They did not provide a reason. There was no further dialog. I just got a system message telling me I was removed.
I was also silmultaniously shadow banned from Reddit and my posts and comments stopped showing up. I had created a post complaining about being removed as the moderator (the only moderator for over a decade) of a sub that I built from the ground up and donated literally thousands of volunteer hour to over the last 14 years. It had zero upvotes or downvotes or comments and was not visable as an anon user.
In the end, I decided to rip the bandaid off and killed my 16.5 year account. I was one of the early supporters of Reddit (user #7758) and had left Digg for good in May of 2007 after the AAC contraversy. They showed their authoritarian side in that moment and I knew Digg had reached their high water mark.
Reddit is at that moment now. They won't be dead tomorrow. They won't be dead next week. However, it will also never be the same, and it's only downhill from here.
Much like Digg. Much like Myspace. I am sure there will be a blurb a few years from now as an addendum in some business journal how Reddit sold to a third party for an undisclosed sum and some Skittles...
The future is the Fediverse and I'm glad I was forced to remove my Reddit crutch and dive in full force.
I'm really sorry to hear that they did this to you. I went through something similar, but only as a poster.

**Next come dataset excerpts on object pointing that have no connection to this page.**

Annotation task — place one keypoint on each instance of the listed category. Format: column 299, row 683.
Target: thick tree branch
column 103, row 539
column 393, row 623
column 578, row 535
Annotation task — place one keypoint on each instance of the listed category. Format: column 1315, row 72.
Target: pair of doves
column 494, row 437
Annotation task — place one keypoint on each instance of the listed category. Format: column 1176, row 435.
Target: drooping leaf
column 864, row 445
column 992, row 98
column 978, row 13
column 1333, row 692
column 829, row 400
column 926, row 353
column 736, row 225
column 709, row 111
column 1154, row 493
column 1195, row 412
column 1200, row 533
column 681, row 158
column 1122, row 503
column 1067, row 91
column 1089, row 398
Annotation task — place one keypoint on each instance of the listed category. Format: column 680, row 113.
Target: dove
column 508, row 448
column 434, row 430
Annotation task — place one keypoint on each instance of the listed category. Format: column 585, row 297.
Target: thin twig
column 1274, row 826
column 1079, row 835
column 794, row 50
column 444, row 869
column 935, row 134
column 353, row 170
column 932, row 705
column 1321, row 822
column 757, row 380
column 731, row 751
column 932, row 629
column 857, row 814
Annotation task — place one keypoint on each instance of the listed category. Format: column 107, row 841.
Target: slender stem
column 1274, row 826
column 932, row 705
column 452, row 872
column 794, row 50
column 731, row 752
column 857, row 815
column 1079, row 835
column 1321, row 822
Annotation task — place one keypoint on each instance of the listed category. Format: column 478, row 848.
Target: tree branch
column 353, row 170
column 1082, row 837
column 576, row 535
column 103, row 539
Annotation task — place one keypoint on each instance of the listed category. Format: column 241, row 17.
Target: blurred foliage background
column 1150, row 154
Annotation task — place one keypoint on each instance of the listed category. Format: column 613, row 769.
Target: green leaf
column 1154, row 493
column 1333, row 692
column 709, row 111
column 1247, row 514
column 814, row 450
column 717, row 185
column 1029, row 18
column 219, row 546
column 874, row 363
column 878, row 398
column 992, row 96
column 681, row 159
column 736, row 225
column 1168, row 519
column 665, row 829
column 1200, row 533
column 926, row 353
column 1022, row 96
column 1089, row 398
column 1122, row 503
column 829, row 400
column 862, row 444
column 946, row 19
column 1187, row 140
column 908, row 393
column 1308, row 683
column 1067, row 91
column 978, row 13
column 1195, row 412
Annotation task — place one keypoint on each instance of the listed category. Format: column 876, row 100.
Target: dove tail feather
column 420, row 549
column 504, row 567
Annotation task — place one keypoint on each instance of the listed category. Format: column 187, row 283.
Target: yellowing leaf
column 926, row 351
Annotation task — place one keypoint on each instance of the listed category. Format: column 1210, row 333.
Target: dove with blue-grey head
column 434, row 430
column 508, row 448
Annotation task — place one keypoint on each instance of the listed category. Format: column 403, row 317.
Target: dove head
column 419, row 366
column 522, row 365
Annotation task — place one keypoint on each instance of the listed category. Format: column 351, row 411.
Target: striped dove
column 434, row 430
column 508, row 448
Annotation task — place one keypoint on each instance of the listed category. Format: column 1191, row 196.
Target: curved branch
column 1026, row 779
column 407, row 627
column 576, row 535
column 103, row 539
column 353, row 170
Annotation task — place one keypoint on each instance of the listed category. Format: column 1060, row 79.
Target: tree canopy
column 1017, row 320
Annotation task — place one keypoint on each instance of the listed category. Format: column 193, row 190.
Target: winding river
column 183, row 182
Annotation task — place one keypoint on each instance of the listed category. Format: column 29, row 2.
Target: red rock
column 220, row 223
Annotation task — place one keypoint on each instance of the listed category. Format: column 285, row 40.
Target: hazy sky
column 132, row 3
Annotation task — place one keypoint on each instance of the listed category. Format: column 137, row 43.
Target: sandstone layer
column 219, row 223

There was a really famous Usenet poster called Humdog who, back in 1994, wrote a brilliant essay called Pandora's Vox: On Community in Cyberspace. It talks of how cyberspace, instead of doing away with hierarchy and creating equality, actually commodifies its users and transfers power to large corporations.
You can read it all here:
https://archive.org/details/pandoras-vox-on-community-in-cyberspace-by-humdog-1994
https://en.wikipedia.org/wiki/Carmen_Hermosillo
It really does show that none of this is new. It's what the internet really always has been.
Great perspective and a fanstastic way of seeing how we should view our participation in all this internet activity
A very good read and quite prescient.
@PippinVanderspiegel @vaprz I'd dispute that he gained nothing from "the sale of his soul". We all get something out of posting online, even if we're not paid for it. Money isn't the only thing of value one can receive. I greatly value the discussions I've had over the years and the knowledge I've gained from anonymous posters contributions. I don't think I'd even have the job I have today without online exchanges between people looking for and giving out helpful information.
It's a fair point but, I think, misses the gist of her argument. Humdog was super famous back in the 90s as a prolific online poster. Her entire life was pretty much online at a time when that was highly unusual. Keeping in mind that this was back in 1994 (so one year after the World Wide Web came into existence) and the prevailing attitude of most people back then was that the internet was a great leveller that would remove hierarchy from society and give power to the individual.
Her point was simply that the nature of posting on a large corporation's computer network actually gave more power to these companies than to the user. She wasn't saying that posting online was pointless or valueless.
She was pretty much the first person to ever say this.
@PippinVanderspiegel @vaprz
This is completely tangential, but it's pretty wild that I could reply to your comment by simply pasting the link into Mastodon. No account creation on a Kbin instance required.
It's great isn't it?
It's actually the first time I've been excited for web technology in the last decade!